Navigating your way around the opera genre may seem daunting, yet Daniel Slater’s adaptation most definitely confirms that it is something to be enjoyed among a range of audiences. This production, having enjoying an excellent reception since 2001, returns to The Lowry with a retro twist in 2016. Complete with sleek Vespas, hot air balloons and an ocean summer breeze, Robert Innes Hopkins gives a taste of la dolce vita with an eye-catching set design.

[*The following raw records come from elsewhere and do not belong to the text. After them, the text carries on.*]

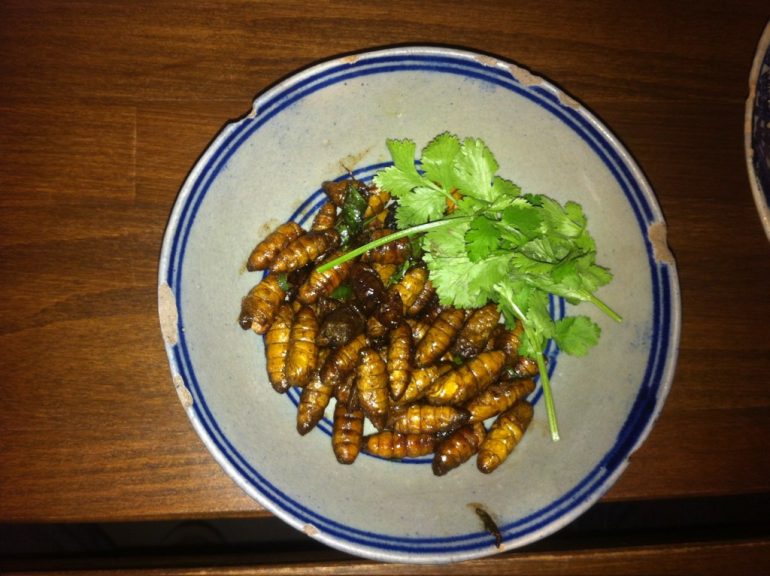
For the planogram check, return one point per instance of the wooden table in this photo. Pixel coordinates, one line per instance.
(106, 105)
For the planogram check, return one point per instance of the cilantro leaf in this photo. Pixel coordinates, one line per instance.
(496, 245)
(420, 205)
(576, 335)
(474, 169)
(482, 238)
(438, 159)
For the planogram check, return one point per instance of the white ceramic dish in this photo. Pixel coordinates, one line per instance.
(757, 129)
(268, 167)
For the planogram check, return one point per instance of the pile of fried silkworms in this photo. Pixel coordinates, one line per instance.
(371, 333)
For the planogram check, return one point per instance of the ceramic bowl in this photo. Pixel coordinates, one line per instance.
(757, 129)
(267, 167)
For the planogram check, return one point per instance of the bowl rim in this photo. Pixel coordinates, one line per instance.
(273, 98)
(760, 194)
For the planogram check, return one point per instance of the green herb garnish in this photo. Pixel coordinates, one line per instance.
(484, 240)
(351, 220)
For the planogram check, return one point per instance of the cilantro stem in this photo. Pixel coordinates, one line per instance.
(550, 407)
(411, 231)
(605, 308)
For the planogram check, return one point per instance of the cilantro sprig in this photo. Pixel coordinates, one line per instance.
(483, 240)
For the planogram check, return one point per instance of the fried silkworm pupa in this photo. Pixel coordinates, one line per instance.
(372, 385)
(264, 252)
(375, 203)
(305, 249)
(313, 401)
(384, 271)
(390, 311)
(395, 446)
(411, 285)
(394, 252)
(467, 380)
(508, 341)
(277, 347)
(259, 306)
(341, 325)
(525, 367)
(498, 398)
(367, 288)
(476, 331)
(302, 356)
(427, 419)
(458, 447)
(423, 301)
(439, 336)
(325, 218)
(399, 359)
(323, 283)
(419, 328)
(347, 430)
(504, 435)
(342, 362)
(421, 380)
(490, 525)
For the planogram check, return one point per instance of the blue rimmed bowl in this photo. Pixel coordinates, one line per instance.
(757, 129)
(266, 168)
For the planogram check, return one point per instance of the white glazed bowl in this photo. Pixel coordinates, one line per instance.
(268, 167)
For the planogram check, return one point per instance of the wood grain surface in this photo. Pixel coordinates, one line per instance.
(104, 108)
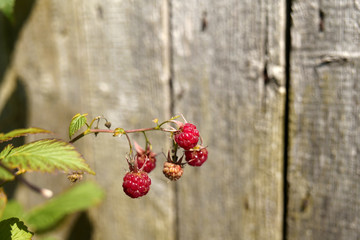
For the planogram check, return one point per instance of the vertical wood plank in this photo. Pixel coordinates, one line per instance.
(103, 58)
(324, 181)
(220, 52)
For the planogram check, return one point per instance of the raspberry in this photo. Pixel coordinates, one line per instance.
(172, 171)
(196, 157)
(148, 159)
(136, 184)
(187, 137)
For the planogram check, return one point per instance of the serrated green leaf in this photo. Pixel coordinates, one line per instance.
(13, 209)
(14, 229)
(20, 132)
(78, 198)
(46, 155)
(7, 8)
(76, 123)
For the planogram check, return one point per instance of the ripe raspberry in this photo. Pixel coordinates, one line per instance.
(136, 184)
(196, 157)
(148, 159)
(172, 171)
(187, 137)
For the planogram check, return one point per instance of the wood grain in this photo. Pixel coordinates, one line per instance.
(102, 58)
(220, 52)
(324, 164)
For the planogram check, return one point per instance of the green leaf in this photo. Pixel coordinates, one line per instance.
(78, 198)
(14, 229)
(7, 8)
(6, 151)
(21, 132)
(13, 209)
(46, 155)
(4, 174)
(76, 123)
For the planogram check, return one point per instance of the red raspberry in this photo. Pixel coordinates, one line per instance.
(148, 159)
(187, 137)
(196, 157)
(136, 184)
(172, 171)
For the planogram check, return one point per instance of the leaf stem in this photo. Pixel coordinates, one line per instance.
(88, 131)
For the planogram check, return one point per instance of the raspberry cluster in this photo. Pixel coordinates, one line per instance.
(186, 137)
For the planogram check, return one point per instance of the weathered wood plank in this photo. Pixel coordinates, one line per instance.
(324, 180)
(103, 58)
(220, 52)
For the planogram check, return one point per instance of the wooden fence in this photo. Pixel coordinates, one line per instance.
(272, 85)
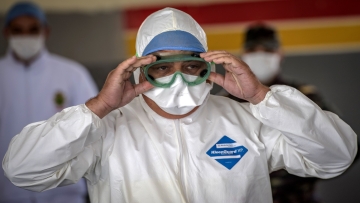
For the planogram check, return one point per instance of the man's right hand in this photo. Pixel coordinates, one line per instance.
(118, 90)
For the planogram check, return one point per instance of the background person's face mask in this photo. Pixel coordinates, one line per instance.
(264, 65)
(179, 98)
(26, 47)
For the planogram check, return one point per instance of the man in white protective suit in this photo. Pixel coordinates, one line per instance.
(175, 142)
(34, 85)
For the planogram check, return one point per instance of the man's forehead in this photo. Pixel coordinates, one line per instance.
(170, 52)
(25, 19)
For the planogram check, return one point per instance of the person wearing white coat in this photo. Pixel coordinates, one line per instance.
(179, 143)
(34, 85)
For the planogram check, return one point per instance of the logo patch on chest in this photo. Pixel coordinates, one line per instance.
(227, 152)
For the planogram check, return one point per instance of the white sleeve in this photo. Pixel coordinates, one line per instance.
(83, 87)
(59, 151)
(302, 138)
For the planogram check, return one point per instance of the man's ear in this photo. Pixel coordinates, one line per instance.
(6, 33)
(281, 54)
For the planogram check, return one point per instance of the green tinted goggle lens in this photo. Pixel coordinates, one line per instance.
(193, 70)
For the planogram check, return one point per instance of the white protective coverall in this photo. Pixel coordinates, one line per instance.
(223, 152)
(27, 94)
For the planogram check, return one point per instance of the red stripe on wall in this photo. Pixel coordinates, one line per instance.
(254, 11)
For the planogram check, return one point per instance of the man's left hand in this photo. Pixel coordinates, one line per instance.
(238, 80)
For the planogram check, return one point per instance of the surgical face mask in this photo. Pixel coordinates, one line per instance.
(264, 65)
(179, 98)
(26, 47)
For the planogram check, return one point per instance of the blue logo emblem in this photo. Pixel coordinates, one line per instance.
(227, 152)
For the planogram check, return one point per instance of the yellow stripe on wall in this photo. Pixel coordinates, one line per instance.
(292, 38)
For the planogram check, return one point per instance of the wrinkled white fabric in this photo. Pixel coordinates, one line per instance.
(167, 19)
(179, 98)
(26, 47)
(264, 65)
(27, 94)
(135, 155)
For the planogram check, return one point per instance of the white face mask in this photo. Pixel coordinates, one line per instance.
(179, 99)
(264, 65)
(26, 47)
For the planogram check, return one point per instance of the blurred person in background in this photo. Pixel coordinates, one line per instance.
(263, 54)
(35, 84)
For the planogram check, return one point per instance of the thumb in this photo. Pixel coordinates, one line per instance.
(142, 87)
(217, 78)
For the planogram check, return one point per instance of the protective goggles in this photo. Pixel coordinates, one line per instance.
(163, 72)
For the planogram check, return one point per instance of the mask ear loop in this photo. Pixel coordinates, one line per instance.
(142, 74)
(238, 84)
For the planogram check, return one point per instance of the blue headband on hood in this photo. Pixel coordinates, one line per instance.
(25, 9)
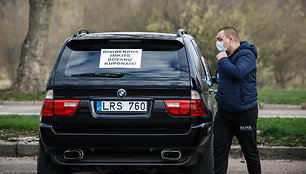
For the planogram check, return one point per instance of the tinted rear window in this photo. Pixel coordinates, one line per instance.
(159, 58)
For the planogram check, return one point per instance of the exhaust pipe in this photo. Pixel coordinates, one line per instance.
(171, 155)
(73, 154)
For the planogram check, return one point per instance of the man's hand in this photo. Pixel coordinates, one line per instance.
(221, 54)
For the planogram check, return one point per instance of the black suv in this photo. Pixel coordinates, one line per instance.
(128, 100)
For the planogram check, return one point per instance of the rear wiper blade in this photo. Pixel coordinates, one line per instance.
(110, 75)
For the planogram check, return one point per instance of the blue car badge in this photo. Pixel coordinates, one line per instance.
(121, 93)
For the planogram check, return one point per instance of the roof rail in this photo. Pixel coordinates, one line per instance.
(180, 32)
(79, 31)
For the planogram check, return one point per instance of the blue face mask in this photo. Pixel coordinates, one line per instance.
(220, 46)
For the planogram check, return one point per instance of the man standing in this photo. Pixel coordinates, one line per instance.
(237, 100)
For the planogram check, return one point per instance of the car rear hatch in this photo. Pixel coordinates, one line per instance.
(122, 87)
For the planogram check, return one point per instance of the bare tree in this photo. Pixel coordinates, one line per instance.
(30, 77)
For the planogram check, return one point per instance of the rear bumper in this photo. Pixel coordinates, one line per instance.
(127, 149)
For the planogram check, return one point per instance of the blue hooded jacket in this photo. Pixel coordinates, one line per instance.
(237, 84)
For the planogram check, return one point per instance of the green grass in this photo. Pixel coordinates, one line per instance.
(6, 94)
(283, 131)
(281, 96)
(16, 123)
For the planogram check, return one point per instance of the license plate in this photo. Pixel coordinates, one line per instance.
(122, 106)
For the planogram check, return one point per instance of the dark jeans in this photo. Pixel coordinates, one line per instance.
(243, 126)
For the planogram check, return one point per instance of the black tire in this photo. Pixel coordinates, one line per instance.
(207, 166)
(45, 165)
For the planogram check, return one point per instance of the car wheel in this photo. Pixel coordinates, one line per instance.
(207, 166)
(45, 165)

L’elisir d’amore, literally ‘The Elixir of Love’ in Italian, is a whimsical update on the opera buffa genre, designed originally as an upbeat comedy for nineteenth century audiences. This performance is a story of the loveable underdog Nemorino, played by Jung Soo Yun, who falls madly in love with the beautiful Adina in an impressive portrayal by the Romanian soprano Gabriela Iştoc. Appearing self-assured and indifferent to Nemorino’s sincerity, Adina is instead initially swept off her feet by the accomplished Belcore (Duncan Rock), who rivals the luckless waiter as he arrives in style on a vintage Vespa. And so, inspired by the love potion in the tale of Tristan und Isolde, Nemorino looks for help from a swindling quack doctor, played by Richard Burkhard. Duped with a cheap bottle of alcohol instead of a bonafide love potion, Slater’s production features an amusing skit of inebriated partygoers in which Adina eventually realises her true feelings for the other.

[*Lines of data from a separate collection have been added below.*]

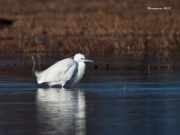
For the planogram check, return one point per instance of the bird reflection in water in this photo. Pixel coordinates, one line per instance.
(61, 111)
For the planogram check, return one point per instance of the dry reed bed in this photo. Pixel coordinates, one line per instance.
(83, 25)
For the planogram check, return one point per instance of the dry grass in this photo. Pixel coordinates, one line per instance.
(88, 26)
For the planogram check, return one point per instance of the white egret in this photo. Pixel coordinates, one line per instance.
(69, 70)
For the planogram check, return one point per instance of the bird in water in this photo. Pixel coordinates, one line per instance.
(66, 71)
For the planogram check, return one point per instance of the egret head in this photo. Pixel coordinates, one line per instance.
(81, 58)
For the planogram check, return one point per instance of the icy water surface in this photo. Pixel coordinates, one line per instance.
(126, 97)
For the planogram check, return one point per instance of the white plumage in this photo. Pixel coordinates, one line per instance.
(69, 70)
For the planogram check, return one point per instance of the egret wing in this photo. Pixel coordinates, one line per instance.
(63, 70)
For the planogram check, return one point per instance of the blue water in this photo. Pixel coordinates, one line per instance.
(126, 99)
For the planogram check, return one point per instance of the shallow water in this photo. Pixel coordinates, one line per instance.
(128, 98)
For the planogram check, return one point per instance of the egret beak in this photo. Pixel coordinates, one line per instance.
(86, 60)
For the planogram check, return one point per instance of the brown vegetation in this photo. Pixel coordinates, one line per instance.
(90, 26)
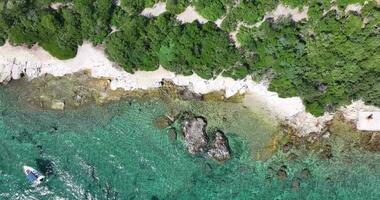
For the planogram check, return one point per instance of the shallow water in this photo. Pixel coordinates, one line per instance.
(115, 152)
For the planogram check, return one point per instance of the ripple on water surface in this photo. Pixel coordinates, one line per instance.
(115, 152)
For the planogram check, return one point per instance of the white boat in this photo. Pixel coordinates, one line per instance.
(33, 176)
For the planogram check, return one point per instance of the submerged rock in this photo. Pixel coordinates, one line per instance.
(219, 147)
(187, 94)
(194, 133)
(57, 105)
(162, 121)
(281, 173)
(172, 134)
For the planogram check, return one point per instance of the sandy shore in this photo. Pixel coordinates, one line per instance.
(16, 62)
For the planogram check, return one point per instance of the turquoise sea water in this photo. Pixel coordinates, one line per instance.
(115, 152)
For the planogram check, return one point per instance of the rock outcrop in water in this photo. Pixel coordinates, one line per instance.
(197, 141)
(195, 136)
(219, 148)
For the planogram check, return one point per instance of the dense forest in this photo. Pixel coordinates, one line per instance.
(329, 59)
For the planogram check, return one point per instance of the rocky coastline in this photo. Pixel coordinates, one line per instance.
(22, 62)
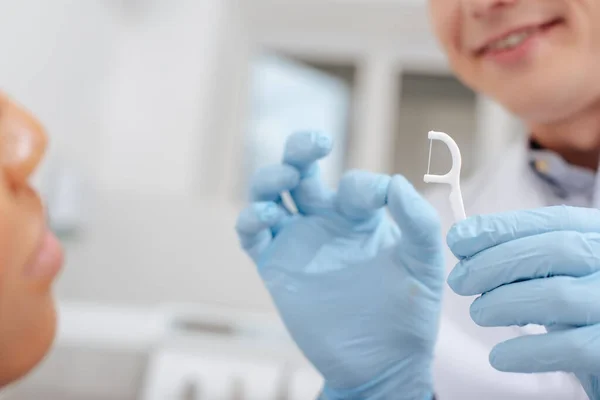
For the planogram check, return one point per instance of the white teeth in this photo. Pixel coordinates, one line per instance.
(510, 41)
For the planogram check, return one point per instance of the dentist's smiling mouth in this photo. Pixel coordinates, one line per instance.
(510, 42)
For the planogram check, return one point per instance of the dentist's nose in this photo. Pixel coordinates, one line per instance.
(23, 142)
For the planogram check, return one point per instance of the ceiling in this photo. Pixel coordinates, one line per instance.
(344, 28)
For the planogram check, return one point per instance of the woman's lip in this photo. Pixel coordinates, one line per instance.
(513, 56)
(48, 259)
(535, 29)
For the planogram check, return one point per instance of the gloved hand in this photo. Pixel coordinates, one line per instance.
(535, 267)
(361, 302)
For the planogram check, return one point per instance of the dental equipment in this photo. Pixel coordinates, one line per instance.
(452, 177)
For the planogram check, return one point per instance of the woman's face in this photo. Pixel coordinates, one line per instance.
(30, 257)
(539, 58)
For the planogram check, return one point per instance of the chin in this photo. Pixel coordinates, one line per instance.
(25, 355)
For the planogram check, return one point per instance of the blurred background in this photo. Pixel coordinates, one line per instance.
(158, 112)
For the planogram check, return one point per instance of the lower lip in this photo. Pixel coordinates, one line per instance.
(48, 261)
(515, 55)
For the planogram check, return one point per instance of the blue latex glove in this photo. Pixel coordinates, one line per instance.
(361, 303)
(535, 267)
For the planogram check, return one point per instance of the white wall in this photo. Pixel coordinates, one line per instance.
(54, 59)
(153, 236)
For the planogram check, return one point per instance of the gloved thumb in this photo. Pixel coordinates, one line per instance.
(420, 246)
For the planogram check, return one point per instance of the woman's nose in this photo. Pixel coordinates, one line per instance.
(23, 141)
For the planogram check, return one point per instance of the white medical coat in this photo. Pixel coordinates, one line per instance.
(461, 368)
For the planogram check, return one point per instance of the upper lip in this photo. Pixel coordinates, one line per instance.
(481, 47)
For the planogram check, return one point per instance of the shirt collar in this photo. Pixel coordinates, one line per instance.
(565, 179)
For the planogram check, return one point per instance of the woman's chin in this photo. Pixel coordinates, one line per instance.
(31, 349)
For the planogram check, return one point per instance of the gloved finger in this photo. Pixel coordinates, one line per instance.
(481, 232)
(302, 151)
(254, 226)
(421, 239)
(361, 194)
(570, 350)
(550, 302)
(550, 254)
(269, 182)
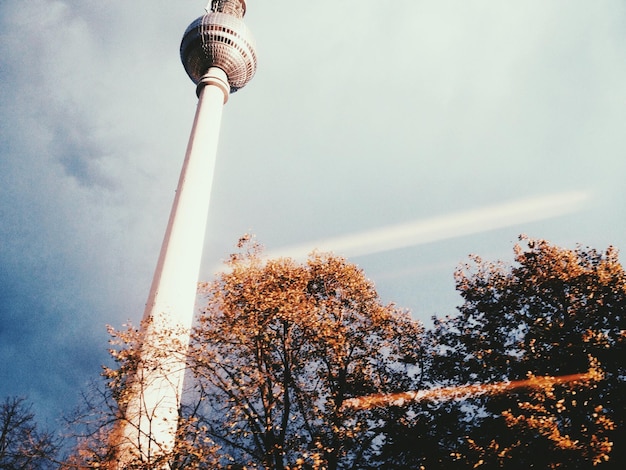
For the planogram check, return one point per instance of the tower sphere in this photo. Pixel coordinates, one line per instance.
(219, 40)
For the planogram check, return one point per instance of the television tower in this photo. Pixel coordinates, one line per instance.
(218, 54)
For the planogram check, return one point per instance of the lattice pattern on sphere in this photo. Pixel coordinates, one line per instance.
(232, 7)
(219, 40)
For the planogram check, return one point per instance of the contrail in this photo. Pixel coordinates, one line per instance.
(441, 228)
(451, 393)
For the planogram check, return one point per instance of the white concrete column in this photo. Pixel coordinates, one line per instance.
(152, 412)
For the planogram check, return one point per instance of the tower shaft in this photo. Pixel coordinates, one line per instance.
(151, 415)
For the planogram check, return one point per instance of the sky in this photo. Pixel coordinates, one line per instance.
(402, 136)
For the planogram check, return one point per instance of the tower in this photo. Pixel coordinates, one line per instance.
(218, 54)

Although largely a stranger to opera myself, I was pleasantly surprised to recognise the rendition of ‘Una Furtive Lagrima’, ‘A Furtive Tear’ in Italian—a melody loved by none other than Pavarotti himself and movingly delivered by Jung Soo Yun. Have no fear if you haven’t had the chance to brush up on your language skills, this performance does a splendid job in Britalian; the actors perform in English but sing in Italian with English subtitles.
The musical accompaniment was seamlessly conducted by Tobias Ringborg, and responded accordingly to the range of emotions exhibited in the vocals of the cast. Operatically speaking, the performance was sung in a bel canto style, its purpose being to exhibiting the splendour of the human voice. Often left unsupported by the orchestra, their voices resonated beautifully as all of the vocalists displayed a mastery of a challenging style, while managing to remain faithful to the liveliness of the play itself.
Opera North will return between the 13th and 18th June of the summer season, this time with a four-part adaptation series of the Richard Wagner epic music dramas—collectively known as Die Ring des Nibelungen (The Ring Series).